# GridWorld Example

Let's see how to make this API work with GridWorld! This reinforcement learning API requires 3 things to be defined before we start running algorithms:

+ BlackBoxModel: defines the problem--see below for an example!
+ Policy: this is where your domain knowledge comes in--define action space and feature functions
+ Solver: This is where the API takes over and you just specify what you want to use

In [None]:
include(joinpath("..","src","ReinforcementLearning.jl"))
using ReinforcementLearning

## Define Black Box Model Functions

The BlackBoxModel type requires the following things to be defined:
+ `model`: a generic type that holds all your model parameters for a specific instance of your problem
+ `init(model,rng)`: generate an initial state
+ `observe(model,rng,state,action=None)`: return an observation based on your state (and action--this isn't quite ironed out yet)
+ `next_state(model,rng,state,action)`: generate a next state given your state, action and problem parameterization
+ `reward(model,rng,state,action)`: generate a reward based on your state and action and problem parameterization
+ `isterminal(model,state,action)`: return a boolean of whether a state (and action) is terminal or not

In [None]:
using PyPlot
using Interact
import Iterators.product

typealias State Tuple{Float64,Float64}
typealias Action Float64

type InvertedPendulumModel <: Model
    g::Float64
    m::Float64
    l::Float64
    M::Float64
    alpha::Float64
    dt::Float64
    function InvertedPendulumModel(;
                                    g::Float64=9.81,
                                    m::Float64=2.,
                                    M::Float64=8.,
                                    l::Float64=0.5,
                                    dt::Float64=0.1)
        self = new()
        self.g = g
        self.m = m
        self.l = l
        self.M = M
        self.m = m
        self.alpha = 1/(m+M)
        self.dt = dt
        return self
    end
end

In [None]:
#init2(m::GridWorldModel,rng::AbstractRNG) = (rand(rng,1:m.W),rand(rng,1:m.H))
init(m::InvertedPendulumModel,rng::AbstractRNG) = ((rand(rng)-0.5)*0.1,(rand(rng)-0.5)*0.1)

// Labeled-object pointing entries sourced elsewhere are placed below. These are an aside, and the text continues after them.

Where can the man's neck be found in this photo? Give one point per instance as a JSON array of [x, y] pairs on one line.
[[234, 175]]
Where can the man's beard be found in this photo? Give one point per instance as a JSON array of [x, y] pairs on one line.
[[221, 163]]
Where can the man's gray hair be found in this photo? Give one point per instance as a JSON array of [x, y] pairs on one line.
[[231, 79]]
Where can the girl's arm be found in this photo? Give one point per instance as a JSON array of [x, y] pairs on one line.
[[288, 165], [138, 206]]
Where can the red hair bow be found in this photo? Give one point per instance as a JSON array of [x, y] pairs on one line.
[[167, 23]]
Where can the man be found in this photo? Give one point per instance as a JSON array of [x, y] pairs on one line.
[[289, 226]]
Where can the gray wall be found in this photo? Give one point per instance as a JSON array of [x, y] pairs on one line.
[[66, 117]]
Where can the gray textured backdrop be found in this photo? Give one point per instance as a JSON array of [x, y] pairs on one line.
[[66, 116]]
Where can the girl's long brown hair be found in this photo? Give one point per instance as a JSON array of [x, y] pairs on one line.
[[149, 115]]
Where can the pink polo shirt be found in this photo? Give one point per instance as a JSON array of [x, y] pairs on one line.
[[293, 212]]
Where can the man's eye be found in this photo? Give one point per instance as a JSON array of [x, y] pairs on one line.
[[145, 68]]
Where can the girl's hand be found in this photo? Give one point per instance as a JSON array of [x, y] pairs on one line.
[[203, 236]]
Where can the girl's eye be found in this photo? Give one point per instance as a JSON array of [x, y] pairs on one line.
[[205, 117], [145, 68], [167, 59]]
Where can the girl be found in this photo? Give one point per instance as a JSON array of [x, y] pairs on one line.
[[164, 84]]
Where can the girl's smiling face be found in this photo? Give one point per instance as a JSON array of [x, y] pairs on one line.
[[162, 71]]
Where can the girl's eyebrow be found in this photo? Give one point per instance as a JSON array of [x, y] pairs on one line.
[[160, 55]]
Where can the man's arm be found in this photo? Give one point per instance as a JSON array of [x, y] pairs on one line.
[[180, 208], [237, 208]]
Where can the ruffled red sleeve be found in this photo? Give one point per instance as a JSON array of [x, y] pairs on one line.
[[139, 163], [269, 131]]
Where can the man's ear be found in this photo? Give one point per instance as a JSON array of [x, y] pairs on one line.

isend(rng::AbstractRNG,m::InvertedPendulumModel,s::State,a::Action) = false

reward(rng::AbstractRNG,m::InvertedPendulumModel,s::State,a::Action) = abs(s[1]) < pi/2 ? 0.: -1.

function dwdt(m::InvertedPendulumModel,th::Float64,w::Float64,u::Float64)
    num = m.g*sin(th)-m.alpha*m.m*m.l*(w^2)*sin(2*th)*0.5 - m.alpha*cos(th)*u
    den = (4/3)*m.l - m.alpha*m.l*(cos(th)^2)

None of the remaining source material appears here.